On sait que l’eau sera peut-être un sujet de dispute, de contestation, voire plus dans de nombreuses régions du monde. Mais c’est déjà le cas en Californie du Sud dans le Comté Imperial. La lecture de l’article publié par le site Propublica.org (The Historic Claims That Put a Few California Farming Families First in Line for Colorado River Water) qui se présente comme une organisation d’investigation (ProPublica is a nonprofit newsroom that investigates abuses of power) donne l’impression qu’on est en pleine saison 3 de la série américaine Goliath.
Vingt familles de la vallée impériale ont reçu 386,5 milliards de gallons d’eau de la rivière l’année dernière, soit plus que trois États de l’Ouest. Des droits d’eau centenaires garantissent cet approvisionnement.
Le système du fleuve Colorado, qui alimente 35 millions de personnes dans sept États américains et au Mexique, a failli s’effondrer l’année dernière. Même après un hiver humide, il diminue en raison de la surexploitation et du changement climatique. Mais peu importe à quel point ses réservoirs s’enfoncent, les revendications historiques de ces familles et de l’ensemble du comté d’Imperial les placent en première ligne – devant tous les États et toutes les grandes villes – pour l’eau qui reste.
L’eau est détenue « en fiducie » par le district d’irrigation impérial et deux agences plus petites, ce qui signifie qu’elles sont légalement tenues de livrer l’eau à tout propriétaire foncier du comté pour qu’il l’utilise sur sa propriété.
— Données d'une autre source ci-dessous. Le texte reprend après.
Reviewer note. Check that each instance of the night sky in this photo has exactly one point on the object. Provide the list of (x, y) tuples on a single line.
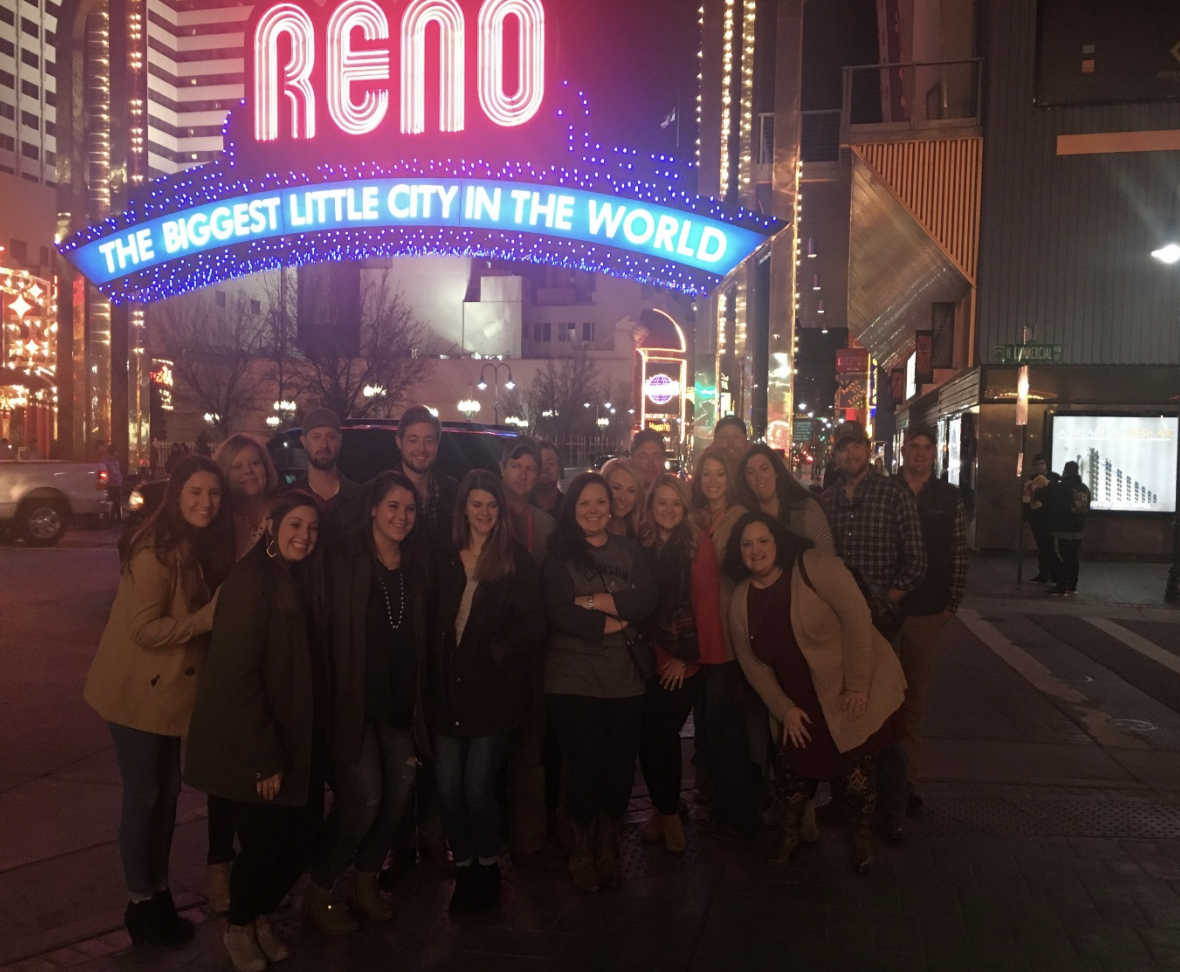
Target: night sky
[(633, 58)]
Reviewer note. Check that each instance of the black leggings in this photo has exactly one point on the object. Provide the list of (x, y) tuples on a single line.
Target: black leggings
[(664, 714), (600, 739), (277, 844)]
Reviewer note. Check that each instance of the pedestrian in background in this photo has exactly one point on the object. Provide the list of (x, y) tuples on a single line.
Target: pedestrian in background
[(253, 485), (597, 586), (929, 606), (144, 677), (1067, 503), (1037, 518), (491, 622), (729, 435), (832, 683), (528, 810), (548, 492), (628, 499), (878, 536), (338, 494), (733, 808), (259, 739), (684, 631), (377, 585), (766, 484)]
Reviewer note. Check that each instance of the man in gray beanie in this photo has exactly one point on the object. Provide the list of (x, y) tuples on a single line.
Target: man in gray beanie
[(338, 494)]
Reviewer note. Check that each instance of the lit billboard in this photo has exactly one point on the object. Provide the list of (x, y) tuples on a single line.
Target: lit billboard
[(1128, 461)]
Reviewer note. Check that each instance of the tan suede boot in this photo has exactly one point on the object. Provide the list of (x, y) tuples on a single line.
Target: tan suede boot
[(243, 948), (368, 898), (271, 945), (328, 917), (582, 864)]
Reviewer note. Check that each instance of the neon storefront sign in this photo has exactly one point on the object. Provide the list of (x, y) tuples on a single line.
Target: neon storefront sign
[(336, 156)]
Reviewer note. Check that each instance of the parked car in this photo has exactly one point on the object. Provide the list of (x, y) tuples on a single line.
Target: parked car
[(40, 497), (369, 447)]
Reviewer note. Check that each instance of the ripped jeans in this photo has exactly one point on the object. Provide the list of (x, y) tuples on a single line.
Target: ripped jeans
[(368, 801)]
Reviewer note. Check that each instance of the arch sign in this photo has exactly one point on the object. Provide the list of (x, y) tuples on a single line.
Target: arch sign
[(440, 131)]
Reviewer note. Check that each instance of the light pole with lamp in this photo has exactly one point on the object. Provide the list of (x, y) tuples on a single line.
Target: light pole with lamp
[(496, 383), (1169, 254)]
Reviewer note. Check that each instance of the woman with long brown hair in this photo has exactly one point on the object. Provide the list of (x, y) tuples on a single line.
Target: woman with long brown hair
[(143, 680), (491, 622), (686, 635)]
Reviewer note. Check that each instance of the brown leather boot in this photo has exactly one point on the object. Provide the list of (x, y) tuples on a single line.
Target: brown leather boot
[(861, 842), (792, 825), (368, 898), (582, 864), (605, 849)]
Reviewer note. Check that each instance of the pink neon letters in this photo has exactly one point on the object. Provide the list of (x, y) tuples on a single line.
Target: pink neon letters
[(362, 112)]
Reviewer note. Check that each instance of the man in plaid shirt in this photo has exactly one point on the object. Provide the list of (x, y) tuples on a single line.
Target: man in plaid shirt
[(931, 604), (877, 532)]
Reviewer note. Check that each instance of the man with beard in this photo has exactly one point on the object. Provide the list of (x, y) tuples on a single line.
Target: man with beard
[(878, 534), (418, 437), (338, 494)]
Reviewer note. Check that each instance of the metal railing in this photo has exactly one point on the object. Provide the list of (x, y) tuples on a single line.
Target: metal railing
[(929, 94)]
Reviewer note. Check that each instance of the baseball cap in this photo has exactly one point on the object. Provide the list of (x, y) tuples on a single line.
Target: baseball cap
[(318, 418)]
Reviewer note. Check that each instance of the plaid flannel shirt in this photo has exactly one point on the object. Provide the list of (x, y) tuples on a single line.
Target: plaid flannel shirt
[(877, 532)]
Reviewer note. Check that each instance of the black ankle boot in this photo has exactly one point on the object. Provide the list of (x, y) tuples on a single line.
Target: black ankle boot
[(168, 927)]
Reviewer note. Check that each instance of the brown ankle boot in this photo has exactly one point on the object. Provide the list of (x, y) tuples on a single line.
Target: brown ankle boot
[(605, 849), (861, 842), (792, 825), (582, 864)]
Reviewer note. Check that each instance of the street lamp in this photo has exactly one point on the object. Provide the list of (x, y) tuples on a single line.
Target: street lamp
[(496, 383), (1171, 254)]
Mais de nombreux agriculteurs d’ici considèrent l’eau de la rivière comme leur propriété privée, bien que presque tous reconnaissent qu’elle ne peut pas être vendue en dehors de leurs terres.
« Ce n’est pas une ressource publique », explique Rachel Magos, directrice exécutive de l’Imperial County Farm Bureau citée par l’article de Propublica. « C’est ce qu’on appelle les droits antérieurs parfaits. » L’expression « droits antérieurs parfaits » est un raccourci pour des décisions juridiques s’étendant sur 100 ans, dont trois par la Cour suprême des États-Unis, qui ont perpétué ces droits depuis que les premiers promoteurs potentiels ont jalonné des revendications pour la vallée impériale qui s’élevaient à l’ensemble du débit de la rivière.
Jay Famiglietti, un hydrologue de l’Université d’État de l’Arizona qui étudie les réserves mondiales d’eau, affirme que l’agriculture à grande échelle dans les déserts du sud-ouest comme la vallée impériale n’est « pas durable, elle ne peut tout simplement pas continuer ». En fin de compte, la production devra peut-être se déplacer vers des régions plus humides.
En 1901, la California Development Co. avait acquis des droits sur autant d’eau qu’elle pouvait en utiliser. Cette année-là, l’eau du fleuve Colorado a été détournée par le premier canal vers ce qui avait été magnifiquement baptisé la vallée impériale, et en 1910, des milliers de petits agriculteurs étaient arrivés. L’année suivante, le district impérial d’irrigation a été formé et, quelques années plus tard, il a racheté la société privée et ses droits.
De jeunes hommes agités de l’Inde, du Japon, d’Europe et de l’est des États-Unis sont arrivés au cours des 30 années suivantes. La vision rose des pionniers courageux « colonisant » « l’Ouest vierge » – après avoir chassé les Amérindiens de leurs terres ancestrales – a été inscrite dans le Homestead Act fédéral de 1862 et le Reclamation Act de 1902. Les agriculteurs ont été autorisés à occuper et à irriguer un maximum de 160 acres de terres gratuites et à se les approprier.
Cependant, les propriétaires terriens du comté impérial et les responsables complaisants du Bureau of Reclamation des États-Unis ont ignoré cette limite, ce qui a permis une consolidation rapide des terres.